Douxie hugged his knees to his chest. “I can’t go back.”
“Yeah, I got that.” Zoe shifted from one foot to the other. “Hey, uh. What I was trying to ask earlier, about your mission… was I a part of it? Was that first date on the belltower part of some plan? Was our relationship…”
“No,” Douxie replied immediately, “It wasn’t part of the plan, it was… it was the one thing I DID ask for. The one part of this stupid situation that I chose.”
“Okay. Good. I was hoping you’d say that. So… I’m thinking small-town Arcadia kind of blows. Where’s our next adventure?”
Douxie lifted his head. “What?”
“Where do you want to go next? I’ve heard Yellowstone is nice. Or the redwoods—those are even pretty close!”
Douxie’s brain short-circuited. “Wait. You… you don’t want to stay with the real Hisirdoux?”
She snorted. “I only knew him for like. Two weeks before you swapped with him. I don’t know the real Hisirdoux. I know you. I spent eight centuries with you. I fell in love with you. I’m not in love with the real Hisirdoux—I’m in love with you.”
“But I thought—all the rain—you’re not mad at me?”
“What? No! I—I was scared. I came in, and Merlin was attacking you, and Archie was taking his side, and—I was mad. I was mad because Merlin hurt you, and I was scared because you were hurting so bad and there wasn’t anything I could DO, and… I wasn’t mad at you. You can be… frustrating, sometimes, but this time… I was just scared for you.”
“So…”
She sat down next to him, lacing her hand in his much larger one. “So… what’s your real name?”

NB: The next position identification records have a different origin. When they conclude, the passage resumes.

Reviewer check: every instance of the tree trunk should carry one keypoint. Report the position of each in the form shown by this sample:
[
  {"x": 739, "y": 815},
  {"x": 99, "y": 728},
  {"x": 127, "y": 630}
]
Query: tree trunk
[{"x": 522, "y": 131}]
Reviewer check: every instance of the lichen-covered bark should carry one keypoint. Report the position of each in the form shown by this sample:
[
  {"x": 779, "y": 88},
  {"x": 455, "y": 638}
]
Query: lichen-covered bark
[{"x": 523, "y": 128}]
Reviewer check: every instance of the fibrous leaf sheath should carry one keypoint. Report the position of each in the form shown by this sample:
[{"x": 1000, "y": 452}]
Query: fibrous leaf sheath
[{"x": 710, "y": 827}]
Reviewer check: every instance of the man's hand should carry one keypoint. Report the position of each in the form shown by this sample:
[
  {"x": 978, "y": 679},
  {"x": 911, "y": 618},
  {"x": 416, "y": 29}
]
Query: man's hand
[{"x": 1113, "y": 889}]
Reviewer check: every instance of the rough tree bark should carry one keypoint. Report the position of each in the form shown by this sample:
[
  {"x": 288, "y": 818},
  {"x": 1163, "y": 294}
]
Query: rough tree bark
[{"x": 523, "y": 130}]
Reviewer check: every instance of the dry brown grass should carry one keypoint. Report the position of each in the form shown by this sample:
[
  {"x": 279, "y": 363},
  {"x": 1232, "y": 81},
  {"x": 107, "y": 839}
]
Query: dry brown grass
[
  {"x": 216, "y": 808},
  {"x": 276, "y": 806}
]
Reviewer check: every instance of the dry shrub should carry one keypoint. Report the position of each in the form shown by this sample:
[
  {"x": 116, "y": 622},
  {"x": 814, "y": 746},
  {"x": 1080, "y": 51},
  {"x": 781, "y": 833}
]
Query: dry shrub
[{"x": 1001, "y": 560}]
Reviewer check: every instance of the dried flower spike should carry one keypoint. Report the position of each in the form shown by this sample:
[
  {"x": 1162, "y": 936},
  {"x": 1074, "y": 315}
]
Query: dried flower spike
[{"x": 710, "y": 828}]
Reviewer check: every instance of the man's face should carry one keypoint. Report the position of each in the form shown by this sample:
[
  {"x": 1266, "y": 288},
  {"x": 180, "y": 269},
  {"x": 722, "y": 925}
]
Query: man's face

He shrugged helplessly. “I… I don’t remember. I’ve been Douxie for so long, I don’t know who I started out as.”
“K. I’ll just keep calling you Douxie, then. Where to next?”
“Isn’t it… I mean, I can’t travel in daylight now. We’d have to travel at night, or in the rain, or—”
Zoe shut him up by pulling him down by his collar and kissing him. “Good thing I like the rain.”
Douxie blinked, relatively certain that if he’d had his human form, he would be bright scarlet. “Uh. Heh.”
Zoe grinned. “So. Where to next?”
(Yay, ending! Thanks for reading, it was fun!)